BAS proteomics identified novel factors associated with the pathology of SARS-CoV-2-induced ARDS and its adverse outcomes. BAS-based protein testing emerges as a novel tool for risk assessment in the ICU.
在有创机械通气(IMV)期间获得的支气管吸出物(BAS)是用于分子表型和决策制定的有用工具。
确定与 SARS-CoV-2 引起的 ARDS 患者危重患者的 BAS 样本中的疾病发病机制、全因死亡率和呼吸后遗症相关的蛋白质组学决定因素。
包括 74 例 COVID-19 和非 COVID-19 ARDS 危重患者的多中心研究。在开始 IMV 后通过支气管抽吸获得 BAS。使用邻近延伸测定(PEA)技术定量 364 种蛋白质。使用随机森林模型评估预测因子的重要性。

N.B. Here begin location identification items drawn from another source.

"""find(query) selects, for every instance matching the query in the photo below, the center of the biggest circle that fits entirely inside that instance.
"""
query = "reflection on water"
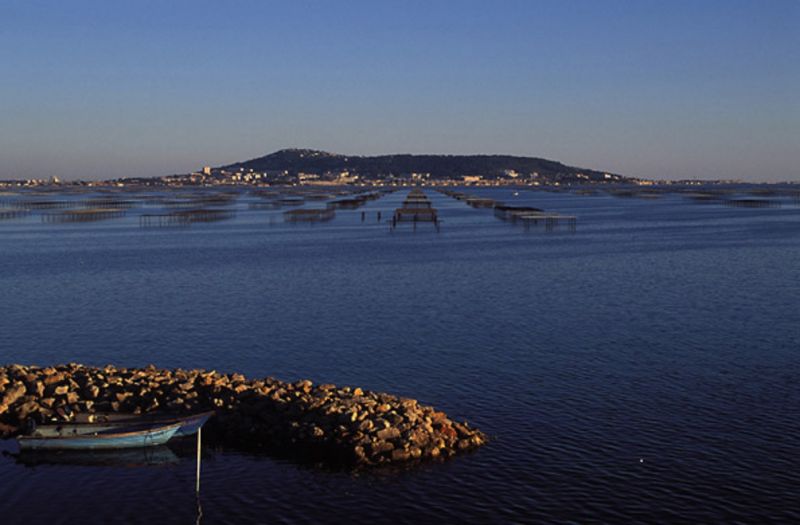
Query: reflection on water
(641, 368)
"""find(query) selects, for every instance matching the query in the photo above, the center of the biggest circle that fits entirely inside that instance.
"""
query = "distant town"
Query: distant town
(298, 167)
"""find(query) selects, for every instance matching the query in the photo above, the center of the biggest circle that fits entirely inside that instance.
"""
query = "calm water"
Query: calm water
(643, 368)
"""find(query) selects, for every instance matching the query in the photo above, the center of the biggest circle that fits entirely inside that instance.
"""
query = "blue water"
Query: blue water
(641, 368)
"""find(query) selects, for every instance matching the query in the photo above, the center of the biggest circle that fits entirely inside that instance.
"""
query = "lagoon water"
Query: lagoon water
(642, 368)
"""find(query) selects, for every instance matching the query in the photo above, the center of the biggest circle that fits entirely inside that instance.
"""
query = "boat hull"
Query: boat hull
(106, 441)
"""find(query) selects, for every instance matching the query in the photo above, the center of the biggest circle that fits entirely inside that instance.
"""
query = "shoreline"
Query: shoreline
(346, 425)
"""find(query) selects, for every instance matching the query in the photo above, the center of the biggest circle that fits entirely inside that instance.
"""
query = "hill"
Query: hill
(437, 166)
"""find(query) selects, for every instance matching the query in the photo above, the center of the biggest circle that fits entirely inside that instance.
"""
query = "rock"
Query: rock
(388, 433)
(400, 455)
(11, 395)
(371, 428)
(61, 390)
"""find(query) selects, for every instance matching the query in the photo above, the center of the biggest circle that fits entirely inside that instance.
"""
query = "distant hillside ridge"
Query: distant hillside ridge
(437, 166)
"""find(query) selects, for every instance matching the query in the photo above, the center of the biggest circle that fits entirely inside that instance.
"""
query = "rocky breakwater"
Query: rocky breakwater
(324, 422)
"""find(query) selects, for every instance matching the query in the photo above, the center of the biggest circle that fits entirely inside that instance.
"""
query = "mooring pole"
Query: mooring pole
(199, 439)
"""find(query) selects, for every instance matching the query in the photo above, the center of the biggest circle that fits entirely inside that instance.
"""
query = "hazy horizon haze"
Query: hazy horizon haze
(95, 90)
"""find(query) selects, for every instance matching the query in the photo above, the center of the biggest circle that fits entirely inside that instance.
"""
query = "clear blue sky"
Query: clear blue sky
(657, 89)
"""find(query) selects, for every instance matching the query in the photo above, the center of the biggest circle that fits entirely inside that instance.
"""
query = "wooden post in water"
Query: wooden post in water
(199, 439)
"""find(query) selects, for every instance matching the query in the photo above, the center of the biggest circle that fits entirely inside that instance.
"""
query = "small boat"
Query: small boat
(104, 422)
(189, 424)
(55, 437)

在调整混杂因素后,COVID-19 和非 COVID-19 患者中检测到 CST5、NADK、SRPK2 和 TGF-α 的差异。在 COVID-19 的随机森林模型中,CST5、DPP7、NADK、KYAT1 和 TYMP 显示出最高的变量重要性。在 COVID-19 患者中,即使在调整后,ICU 住院期间非幸存者的 ENTPD2 和 PTN 水平也较低。AGR2、NQO2、IL-1α、OSM 和 TRAIL 与 ICU 死亡率的相关性最强,并用于构建基于蛋白质的预测模型。Kaplan-Meier 曲线显示了 PTN、ENTPD2 和预测模型亚组之间死亡率风险的明显分离。Cox 回归模型支持这些发现。在幸存者中,ICU 住院期间 BAS 样本中 FCRL1、NTF4 和 THOP1 的水平与 3 个月后出院时的肺功能(即 D 水平)相关。同样,Flt3L 和 THOP1 水平与放射学特征(即 TSS)相关。这些蛋白质在免疫和非免疫肺细胞中表达。宿主对病毒感染性的反应不佳和不适当的修复机制似乎分别与疾病的发病机制和致命结局相关。
BAS 蛋白质组学鉴定了与 SARS-CoV-2 引起的 ARDS 及其不良结局相关的新型因素。基于 BAS 的蛋白质检测成为 ICU 风险评估的新工具。